If I were a raven, I could have flown due east about 30 miles to White Sands National Monument and been there in no time. But I’m not a raven. So instead, I have to drive south to Las Cruces and then take Highway 70 northeast until just before the Holloman Air Force Base which is home to the world’s longest and fastest test track and where they keep all the UFOs the government collects.

I’m just kidding about the UFOs.They do test a lot of bad-ass bombs and missiles and such out here, as well as train the pilots for the drones they use in Pakistan and Afghanistan and elsewhere. In short, it’s a little spooky out here.

An hour ago, when I parked next to the only other car in the lot for the Alkali Flat Trail, the sky was the color of bleached denim, the dunes so glaringly white in the staggering heat that even with a baseball cap and sunglasses, I found myself squinting hard as I trudged over powdery gypsum sand that, I supposed, was the trail.

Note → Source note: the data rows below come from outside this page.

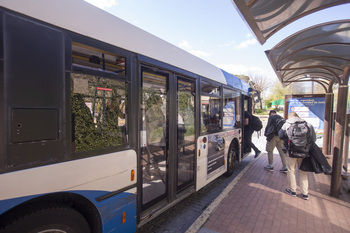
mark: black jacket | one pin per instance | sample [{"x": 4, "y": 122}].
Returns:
[
  {"x": 316, "y": 162},
  {"x": 270, "y": 129}
]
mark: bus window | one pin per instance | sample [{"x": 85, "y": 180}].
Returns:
[
  {"x": 98, "y": 112},
  {"x": 87, "y": 56},
  {"x": 231, "y": 109},
  {"x": 210, "y": 108}
]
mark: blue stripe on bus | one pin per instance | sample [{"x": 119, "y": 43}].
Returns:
[{"x": 111, "y": 209}]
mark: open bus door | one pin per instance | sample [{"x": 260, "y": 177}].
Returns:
[
  {"x": 246, "y": 106},
  {"x": 247, "y": 102}
]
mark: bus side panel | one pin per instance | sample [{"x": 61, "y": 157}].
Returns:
[
  {"x": 34, "y": 89},
  {"x": 212, "y": 156},
  {"x": 94, "y": 178},
  {"x": 112, "y": 210}
]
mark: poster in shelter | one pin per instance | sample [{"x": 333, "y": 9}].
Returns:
[{"x": 311, "y": 109}]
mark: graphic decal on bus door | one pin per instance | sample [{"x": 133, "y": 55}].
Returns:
[{"x": 216, "y": 148}]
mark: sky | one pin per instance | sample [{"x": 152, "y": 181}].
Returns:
[{"x": 212, "y": 30}]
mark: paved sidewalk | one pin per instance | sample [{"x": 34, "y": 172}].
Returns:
[{"x": 256, "y": 202}]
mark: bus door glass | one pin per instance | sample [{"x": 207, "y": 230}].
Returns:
[
  {"x": 185, "y": 132},
  {"x": 154, "y": 137}
]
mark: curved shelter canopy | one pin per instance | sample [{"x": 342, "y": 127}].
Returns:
[
  {"x": 266, "y": 17},
  {"x": 319, "y": 53}
]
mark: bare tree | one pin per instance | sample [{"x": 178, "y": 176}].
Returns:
[{"x": 260, "y": 83}]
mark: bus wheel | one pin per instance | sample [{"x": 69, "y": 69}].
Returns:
[
  {"x": 231, "y": 159},
  {"x": 58, "y": 219}
]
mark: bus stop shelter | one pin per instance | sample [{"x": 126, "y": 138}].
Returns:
[{"x": 319, "y": 53}]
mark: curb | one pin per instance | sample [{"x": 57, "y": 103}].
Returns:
[{"x": 196, "y": 226}]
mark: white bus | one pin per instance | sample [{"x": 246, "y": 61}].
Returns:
[{"x": 104, "y": 126}]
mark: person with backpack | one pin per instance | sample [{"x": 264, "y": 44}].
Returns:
[
  {"x": 298, "y": 136},
  {"x": 248, "y": 131},
  {"x": 274, "y": 124}
]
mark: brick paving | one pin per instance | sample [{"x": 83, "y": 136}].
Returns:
[{"x": 257, "y": 203}]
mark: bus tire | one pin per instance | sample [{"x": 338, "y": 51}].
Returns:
[
  {"x": 62, "y": 219},
  {"x": 231, "y": 159}
]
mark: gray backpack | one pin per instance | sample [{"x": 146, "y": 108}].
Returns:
[{"x": 299, "y": 140}]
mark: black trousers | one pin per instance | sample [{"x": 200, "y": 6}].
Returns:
[{"x": 248, "y": 141}]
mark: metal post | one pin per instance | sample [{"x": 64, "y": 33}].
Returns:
[
  {"x": 339, "y": 135},
  {"x": 346, "y": 143},
  {"x": 327, "y": 130}
]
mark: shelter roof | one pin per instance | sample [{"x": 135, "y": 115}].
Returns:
[
  {"x": 266, "y": 17},
  {"x": 319, "y": 53}
]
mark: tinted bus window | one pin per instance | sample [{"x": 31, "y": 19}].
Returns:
[
  {"x": 210, "y": 107},
  {"x": 91, "y": 57},
  {"x": 98, "y": 112}
]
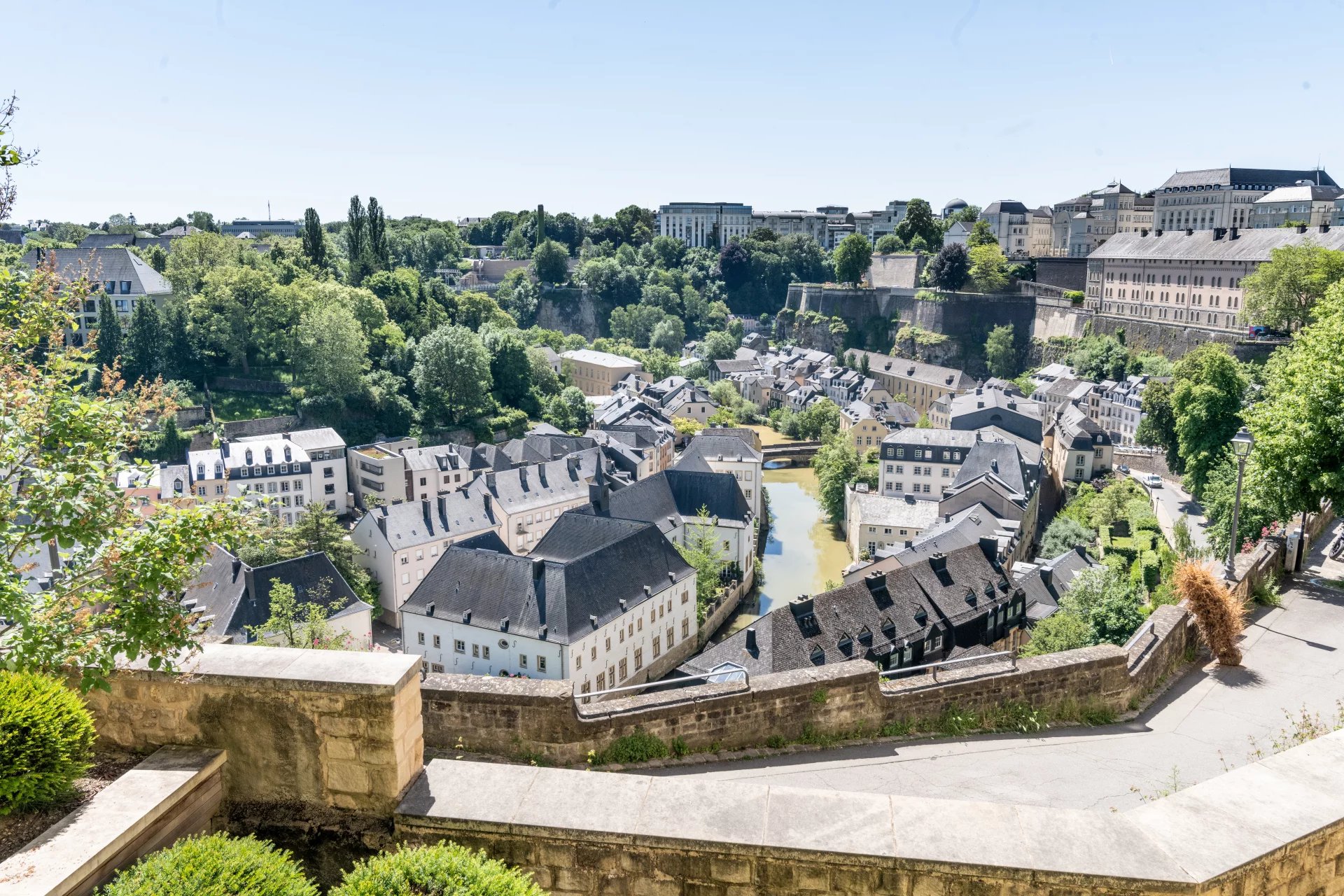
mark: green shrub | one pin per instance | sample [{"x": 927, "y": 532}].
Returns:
[
  {"x": 216, "y": 865},
  {"x": 445, "y": 869},
  {"x": 46, "y": 741},
  {"x": 638, "y": 747}
]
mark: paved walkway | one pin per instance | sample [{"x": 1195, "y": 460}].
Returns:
[{"x": 1294, "y": 659}]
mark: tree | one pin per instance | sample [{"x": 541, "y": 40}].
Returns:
[
  {"x": 718, "y": 346},
  {"x": 836, "y": 465},
  {"x": 109, "y": 337},
  {"x": 1208, "y": 406},
  {"x": 1002, "y": 352},
  {"x": 668, "y": 335},
  {"x": 144, "y": 343},
  {"x": 949, "y": 267},
  {"x": 118, "y": 596},
  {"x": 853, "y": 258},
  {"x": 704, "y": 551},
  {"x": 552, "y": 262},
  {"x": 315, "y": 239},
  {"x": 1298, "y": 422},
  {"x": 452, "y": 375},
  {"x": 1065, "y": 533},
  {"x": 1282, "y": 293},
  {"x": 889, "y": 244},
  {"x": 1158, "y": 428},
  {"x": 293, "y": 624},
  {"x": 981, "y": 235},
  {"x": 988, "y": 269},
  {"x": 921, "y": 223},
  {"x": 331, "y": 352}
]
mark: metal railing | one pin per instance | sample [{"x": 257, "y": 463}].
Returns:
[
  {"x": 934, "y": 666},
  {"x": 746, "y": 682}
]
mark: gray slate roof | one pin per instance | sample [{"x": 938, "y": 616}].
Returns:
[{"x": 580, "y": 570}]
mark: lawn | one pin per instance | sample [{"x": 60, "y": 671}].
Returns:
[{"x": 246, "y": 406}]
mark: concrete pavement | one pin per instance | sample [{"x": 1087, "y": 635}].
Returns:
[{"x": 1209, "y": 720}]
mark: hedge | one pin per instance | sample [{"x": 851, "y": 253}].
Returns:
[
  {"x": 444, "y": 869},
  {"x": 214, "y": 865},
  {"x": 46, "y": 741}
]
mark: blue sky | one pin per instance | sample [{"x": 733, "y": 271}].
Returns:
[{"x": 463, "y": 109}]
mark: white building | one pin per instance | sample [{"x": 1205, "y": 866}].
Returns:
[
  {"x": 600, "y": 602},
  {"x": 292, "y": 470}
]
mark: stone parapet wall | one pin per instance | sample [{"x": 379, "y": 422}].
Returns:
[
  {"x": 526, "y": 718},
  {"x": 300, "y": 726},
  {"x": 1275, "y": 828}
]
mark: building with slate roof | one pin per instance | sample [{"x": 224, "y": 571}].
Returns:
[
  {"x": 1224, "y": 197},
  {"x": 1044, "y": 582},
  {"x": 120, "y": 273},
  {"x": 1189, "y": 277},
  {"x": 720, "y": 453},
  {"x": 229, "y": 598},
  {"x": 402, "y": 542},
  {"x": 601, "y": 602},
  {"x": 673, "y": 498},
  {"x": 905, "y": 617}
]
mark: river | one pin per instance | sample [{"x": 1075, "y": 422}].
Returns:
[{"x": 802, "y": 551}]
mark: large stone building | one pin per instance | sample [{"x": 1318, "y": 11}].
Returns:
[
  {"x": 601, "y": 602},
  {"x": 1222, "y": 197},
  {"x": 705, "y": 223},
  {"x": 1189, "y": 277}
]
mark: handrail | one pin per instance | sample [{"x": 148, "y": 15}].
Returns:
[
  {"x": 952, "y": 663},
  {"x": 746, "y": 680}
]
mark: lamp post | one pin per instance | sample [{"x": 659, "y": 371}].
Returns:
[{"x": 1242, "y": 445}]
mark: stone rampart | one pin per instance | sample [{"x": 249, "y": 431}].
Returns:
[
  {"x": 531, "y": 718},
  {"x": 1275, "y": 828},
  {"x": 335, "y": 729}
]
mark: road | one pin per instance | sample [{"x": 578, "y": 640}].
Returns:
[{"x": 1205, "y": 723}]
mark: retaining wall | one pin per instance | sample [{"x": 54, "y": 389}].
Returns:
[
  {"x": 512, "y": 716},
  {"x": 323, "y": 727}
]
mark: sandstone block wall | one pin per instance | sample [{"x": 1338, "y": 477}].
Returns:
[{"x": 300, "y": 726}]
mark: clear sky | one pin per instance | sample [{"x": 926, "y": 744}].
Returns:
[{"x": 451, "y": 109}]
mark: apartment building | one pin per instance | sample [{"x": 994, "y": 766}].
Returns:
[
  {"x": 530, "y": 500},
  {"x": 112, "y": 270},
  {"x": 290, "y": 470},
  {"x": 1307, "y": 204},
  {"x": 401, "y": 543},
  {"x": 1222, "y": 197},
  {"x": 598, "y": 374},
  {"x": 600, "y": 602},
  {"x": 714, "y": 453},
  {"x": 916, "y": 383},
  {"x": 1190, "y": 277},
  {"x": 705, "y": 223}
]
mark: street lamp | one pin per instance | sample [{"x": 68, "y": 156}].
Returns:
[{"x": 1242, "y": 445}]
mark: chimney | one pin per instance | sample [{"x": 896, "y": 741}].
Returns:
[{"x": 802, "y": 606}]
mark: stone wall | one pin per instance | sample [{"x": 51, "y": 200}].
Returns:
[
  {"x": 524, "y": 718},
  {"x": 323, "y": 727},
  {"x": 1275, "y": 828}
]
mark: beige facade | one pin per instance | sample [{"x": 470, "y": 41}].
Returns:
[
  {"x": 1191, "y": 279},
  {"x": 597, "y": 374}
]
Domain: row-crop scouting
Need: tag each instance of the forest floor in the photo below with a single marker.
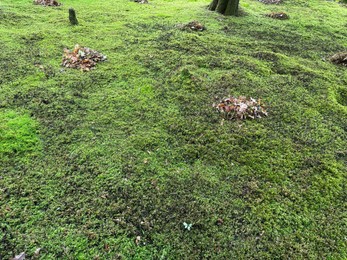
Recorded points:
(131, 161)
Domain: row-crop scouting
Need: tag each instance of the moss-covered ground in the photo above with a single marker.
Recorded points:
(109, 164)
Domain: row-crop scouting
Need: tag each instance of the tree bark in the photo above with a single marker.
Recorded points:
(226, 7)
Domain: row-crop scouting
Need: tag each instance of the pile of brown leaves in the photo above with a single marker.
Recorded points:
(280, 15)
(82, 58)
(194, 26)
(141, 1)
(339, 58)
(276, 2)
(47, 2)
(241, 108)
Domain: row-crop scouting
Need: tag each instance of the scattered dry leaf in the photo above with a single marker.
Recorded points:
(137, 240)
(271, 1)
(47, 2)
(339, 58)
(194, 26)
(279, 15)
(241, 108)
(21, 256)
(82, 58)
(141, 1)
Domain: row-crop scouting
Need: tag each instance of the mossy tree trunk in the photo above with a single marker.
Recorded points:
(226, 7)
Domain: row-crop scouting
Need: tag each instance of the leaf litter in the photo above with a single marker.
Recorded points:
(82, 58)
(278, 15)
(241, 108)
(47, 2)
(193, 26)
(339, 58)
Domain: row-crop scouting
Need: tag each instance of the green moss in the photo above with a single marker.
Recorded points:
(18, 134)
(134, 148)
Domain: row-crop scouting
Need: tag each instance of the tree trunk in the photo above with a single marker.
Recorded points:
(226, 7)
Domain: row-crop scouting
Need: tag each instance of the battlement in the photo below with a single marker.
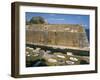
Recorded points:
(68, 35)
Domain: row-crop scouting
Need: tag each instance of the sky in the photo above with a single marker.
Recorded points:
(53, 18)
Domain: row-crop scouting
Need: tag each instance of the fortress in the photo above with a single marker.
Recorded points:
(68, 35)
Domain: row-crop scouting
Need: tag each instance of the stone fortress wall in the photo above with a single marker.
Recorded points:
(70, 35)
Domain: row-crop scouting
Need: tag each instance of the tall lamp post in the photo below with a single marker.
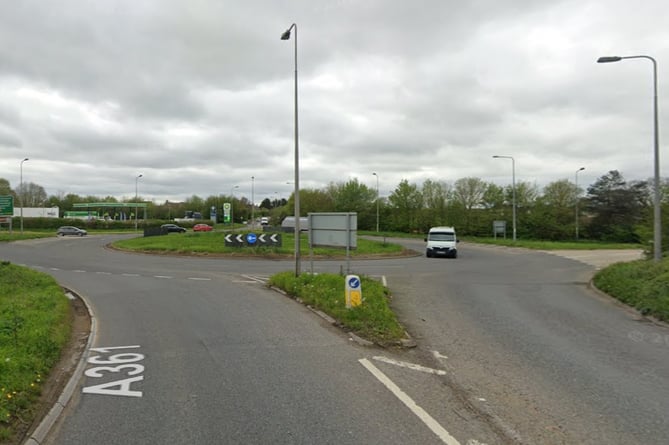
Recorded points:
(513, 190)
(22, 194)
(657, 225)
(377, 202)
(576, 205)
(232, 206)
(136, 206)
(286, 36)
(253, 202)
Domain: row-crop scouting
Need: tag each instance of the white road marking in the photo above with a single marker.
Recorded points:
(412, 366)
(253, 279)
(428, 420)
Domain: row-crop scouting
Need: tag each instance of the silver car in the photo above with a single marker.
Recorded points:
(70, 230)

Don’t get lost, I kept telling myself, pausing frequently to make sure Gardner Peak was still due west of me in the distant San Andreas Mountains.

Perhaps it was the softening of the early September light or maybe the almost indiscernible metallic smell in the faint breeze, but I could feel a dramatic change in the weather. The winds began to pick up, blowing stinging grains of sand against my ankles and legs. Wispy clouds of mare’s tail darkened in the southwest.

A desert thunderstorm was approaching. Time to turn around and follow my solitary tracks back through the barren interdunes that twist and turn through a maze of 50-feet-high sand dunes. The hair on the back of my neck rising, I hustled as fast as I could, hoping to get back to where I’d parked my car before the rain washed away any trace of my passing.